Remplacer la lutte des classes par la lutte des races

Pour comprendre comment nous en sommes arrivés là, il faut admettre que la montée de l’intégrisme national et celle de l’intégrisme religieux sont les deux faces d’une même force centrifuge qui délite le corps social. Ajoutons que celle-ci trouve une bonne part de sa dynamique dans le développement de la précarisation liée au management néolibéral – qui a pour but d’isoler les travailleurs et de les empêcher de faire valoir collectivement leurs droits dans la lutte des classes.
Cela déconstruit le schème de vision sociale des difficultés rencontrées par les individus en le rendant inopérant en pratique dans la vie professionnelle. Pour faire court, on peut résumer la situation des Français au travail de la façon suivante : elle est de plus en plus vécue dans le sentiment que le travail est soit un lieu de concurrence de tous contre tous, soit ce dont on est exclu.

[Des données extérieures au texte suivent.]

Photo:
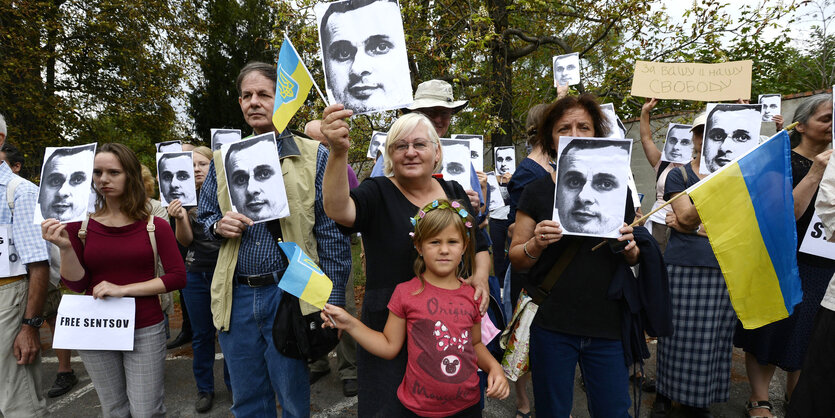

C’est de moins en moins une activité dans laquelle l’individu œuvre pour apporter sa contribution à la société.
Dans une telle situation, il est difficile de mener des luttes collectives, et donc de se donner des sentiments d’appartenance à un groupe autre que le sentiment national. Ce sentiment devient excluant lorsque la précarité, ajoutée à la pression du discours du clergé politico-médiatique, substitue jusqu’à la nausée le regard raciste au regard social en mettant au centre de tous les débats la question de l’immigration, finalement très secondaire au regard du chômage, de la précarité, de la pollution, de la destruction des droits sociaux, tel que le droit à la retraite ou à la santé, etc.
Dans ce cadre, il n’y a rien d’étonnant à ce que les dominés parmi les dominés, à savoir la fraction la plus précaire de ceux qu’on appelle à tort des immigrés, puisque la plupart d’entre eux sont nés en France, adoptent le schème de division dominant de la société et l’adaptent à leur vécu. En effet, dans leurs rapports avec la police et plus généralement avec les services publics, dans leur rapport au travail, l’expérience quotidienne de l’exclusion leur montre qu’ils ne sont pas français comme les autres. Ils doivent sans cesse montrer qu’ils « méritent » leur nationalité, donner des gages et rassurer. C’est par exemple le fait d’être soumis a des contrôles d’identité au faciès en permanence, ou d’avoir à manifester « en tant que musulman » sa réprobation lorsqu’il y a des attentats. Tout cela les oblige à se positionner « en tant que musulmans », même lorsqu’ils ne le sont pas, et non « en tant que Français ». Ce sont des démarches visant à faire sentir à ceux qui en sont l’objet qu’ils ne sont pas français de plein droit. C’est une façon de les soumettre en permanence au devoir de justifier leur présence en France et montrer patte blanche.
Face à cette exclusion de fait, ceux qui sont considérés éternellement comme des Français de second rang n’ont que le choix entre la soumission, qui s’exprime par l’hypercorrection, ou la révolte. Dans le second cas, comme le montre le sociologue Abdelmalek Sayad dans « La Double Absence », ils adoptent un comportement typique des dominés en revendiquant ce qui les stigmatise, c’est-à-dire en reprenant à leur compte la manière dont ils sont nommés. C’est ainsi que l’exclusion dont ils sont victimes les amène à se revendiquer d’une autre communauté que la communauté nationale. Les belles âmes qui exhortent le plus le reste de la population à les rejeter ont alors beau jeu d’inverser l’ordre des causes en affirmant que ces Français « ne veulent pas s’intégrer ».

Extrait d’un article de Laurent Paillard publié dans Les Zindigné(e)s de février 2016.